We reviewed his medications; he’s currently on omeprazole (for acid reflux), Galliprant (a non-steroidal anti-inflammatory), and Tramadol (a synthetic opioid). She suggested I add gabapentin back into the mix. I have had him on gabapentin before, for many months while he was also being given the Galliprant, but I could not say I ever saw any difference in either his discomfort or sleeping patterns when he was on it. But she thought the third medication might complement the Galliprant and Tramadol together, so I’ll give that a try again.

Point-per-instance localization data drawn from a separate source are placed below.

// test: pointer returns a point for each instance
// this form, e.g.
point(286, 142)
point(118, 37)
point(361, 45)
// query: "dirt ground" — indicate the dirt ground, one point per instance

All in all, even though he seemed so much better today than he did last week, I’m so glad I brought this vet in for this examination and consultation. Given Otto’s lifelong aversion to slippery floors and most dogs’ apprehension to going to a vet’s office, it’s understandable that when I take him to see one of his regular vets, he always looks worse than he does as home, wide-eyed, trembling, and shaky. A month ago, I brought him to see his internal medicine doctor, and she seemed more dubious about his ability to go on than even I was last week. This morning, on his home turf, Otto seemed, for the most part, like a creaky, limpy, lumpy version of his usual unfailingly well-mannered and friendly self – if a little more unselfconscious about begging for treats than he ever used to be. Now this veterinarian will have an idea about his current baseline – where he is now, and what “too much” might look like. And I got some reassurance that I’m not doing to wrong thing by trying to keep him around at least a little longer.
A final note: Thank you all for your comments with support and advice. I read and appreciate every single one. I feel truly honored to be able to share my magnificent Otto with you, and I am grateful for your care and feeling for him more than I can possibly say.